# Solve the clustering problem using QAOA¶

**Author: Cooper Midroni** cooper@entropicalabs.com

In this notebook we demonstrate a start-to-finish project workflow for using Quantum Approximate Optimization Algorithm to cluster a simple dataset. Along the way, we will explain the major concepts of QAOA and build intuition as to how QAOA can be used to solve clustering problems. This notebook will steer away from heavy mathematical explanations in favor of a higher level view of the algorithm’s core components. It is mainly geared towards users that don’t have physics background but come from computer science.
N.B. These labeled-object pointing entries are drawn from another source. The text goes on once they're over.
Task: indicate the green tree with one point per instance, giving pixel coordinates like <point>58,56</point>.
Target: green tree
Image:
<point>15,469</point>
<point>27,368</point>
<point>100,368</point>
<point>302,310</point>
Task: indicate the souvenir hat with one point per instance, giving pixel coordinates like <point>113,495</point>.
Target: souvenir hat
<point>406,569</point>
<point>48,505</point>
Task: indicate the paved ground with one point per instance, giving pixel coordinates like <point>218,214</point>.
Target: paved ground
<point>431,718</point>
## Variational Hybrid Algorithms¶

We often take for granted the many decades of progress that lead to
today’s widespread use of classical computers. As memory and compute
power become ever cheapened by Moore’s Law, the pressure to find optimal
resource allocations for algorithms shrinks away. However, with quantum
computers in their early stages, they still feel this daunting
requirement. In response to this, a family of algorithms known as
*variational hybrid quantum-classical algorithms* was created, with the
notion that quantum resources can be made more useful when partnered
with classical routines. The Quantum Approximate Optimization Algorithm
(QAOA), belongs to the family of variatonal hybrid algorithms.

We can infer a lot from merely unpacking this name. The presence of
‘*variational*’ tells us these algorithms will follow an iterative
approach, while ‘*hybrid*’ tells us they will leverage the use of both
quantum and classical computers. In fact, this describes the main flow
of the algorithm, with all that needs be answered is *when* does this
iteration stop and *what* information is passed between devices.
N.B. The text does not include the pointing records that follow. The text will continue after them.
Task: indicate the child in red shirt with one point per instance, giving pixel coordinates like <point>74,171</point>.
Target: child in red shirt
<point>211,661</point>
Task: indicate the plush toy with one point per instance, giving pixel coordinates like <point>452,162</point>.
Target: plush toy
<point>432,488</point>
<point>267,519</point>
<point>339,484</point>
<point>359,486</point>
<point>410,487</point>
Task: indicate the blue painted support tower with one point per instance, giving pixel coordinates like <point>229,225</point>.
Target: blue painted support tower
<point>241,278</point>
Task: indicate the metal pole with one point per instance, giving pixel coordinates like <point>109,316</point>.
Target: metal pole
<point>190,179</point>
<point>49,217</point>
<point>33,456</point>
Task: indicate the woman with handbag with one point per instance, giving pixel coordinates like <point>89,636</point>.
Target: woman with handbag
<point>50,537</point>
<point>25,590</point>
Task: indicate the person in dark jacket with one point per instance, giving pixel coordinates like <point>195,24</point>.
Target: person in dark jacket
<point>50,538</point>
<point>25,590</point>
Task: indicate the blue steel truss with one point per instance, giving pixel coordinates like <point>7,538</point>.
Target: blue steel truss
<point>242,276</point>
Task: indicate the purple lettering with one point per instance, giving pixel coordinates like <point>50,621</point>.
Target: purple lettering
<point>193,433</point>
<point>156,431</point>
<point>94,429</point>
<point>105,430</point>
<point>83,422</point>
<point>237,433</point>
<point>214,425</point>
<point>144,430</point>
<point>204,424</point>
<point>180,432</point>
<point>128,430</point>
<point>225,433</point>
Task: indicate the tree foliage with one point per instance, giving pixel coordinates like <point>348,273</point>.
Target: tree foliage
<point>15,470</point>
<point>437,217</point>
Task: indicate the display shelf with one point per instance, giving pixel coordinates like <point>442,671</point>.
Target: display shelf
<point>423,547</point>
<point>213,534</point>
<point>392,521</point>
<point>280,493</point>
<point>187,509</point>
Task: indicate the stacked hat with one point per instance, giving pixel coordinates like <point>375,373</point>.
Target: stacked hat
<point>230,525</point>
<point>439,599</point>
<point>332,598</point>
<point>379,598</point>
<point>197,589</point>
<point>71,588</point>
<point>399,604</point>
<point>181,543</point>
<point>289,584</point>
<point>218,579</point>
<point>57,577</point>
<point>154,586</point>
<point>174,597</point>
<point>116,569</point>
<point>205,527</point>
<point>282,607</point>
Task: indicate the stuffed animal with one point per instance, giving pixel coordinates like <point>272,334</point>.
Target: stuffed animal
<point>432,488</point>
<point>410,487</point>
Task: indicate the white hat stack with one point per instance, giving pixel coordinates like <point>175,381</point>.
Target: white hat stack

*A visual representation of a generic
variational hybrid quantum-classical algorithm.*

To answer the question of *what*, we note that the main goal of QAOA is
optimize a set of **parameters**, which we denote as
\(\vec{\gamma}\) and \(\vec{\beta}\). You’ll notice that these
symbols are vectors, as such they are \(n-\)length. We discuss
later what aspects of our problem decide the value of \(n\) in the
second notebook.

\(\vec{\gamma}\) and \(\vec{\beta}\) parameterize a **cost
function** which is evaluated with our **Quantum Circuit** to produce a
cost value. This output value is input to the optimizer, and is used to
determine whether the nudging of our parameters is in a direction of
lower cost. We will sometimes call the cost value an **expectation
value**, represented by \(\langle\psi|Cost|\psi\rangle\), which is
the expected value of the cost function \(Cost\) over the **wave
function** \(\psi\). If you were caught off guard by the term ‘wave
function’, then it is equally as effective to think of
\(\langle\psi|Cost|\psi\rangle\) as the notion of cost as in the
more traditional machine learning sense. The **Classical Optimizer**
will return updated parameters to the quantum circuit for re-evaluation,
and the cycle repeats.

*When* does this algorithm stop? Well, once a stopping criterion is met
of course. This criterion is often a pre-defined maximum number of
iterations, or occurs after a repeat number of evaluations land within
the same threshold of convergence (a tolerance for the cost value in
which we consider numbers within an \(\epsilon-\)window the same).
Once this criterion is met, the **optimized parameters** are returned
and used to define the solution.

*A visual representation of QAOA in the format of a
variational hybrid algorithm.*

The above description should leave you with many questions. - How does the above process solve a clustering problem? - How exactly do \(\vec{\gamma}\) and \(\vec{\beta}\) define the solution? - How do we define a meaningful cost function for our problem? - What in the world is a wave function?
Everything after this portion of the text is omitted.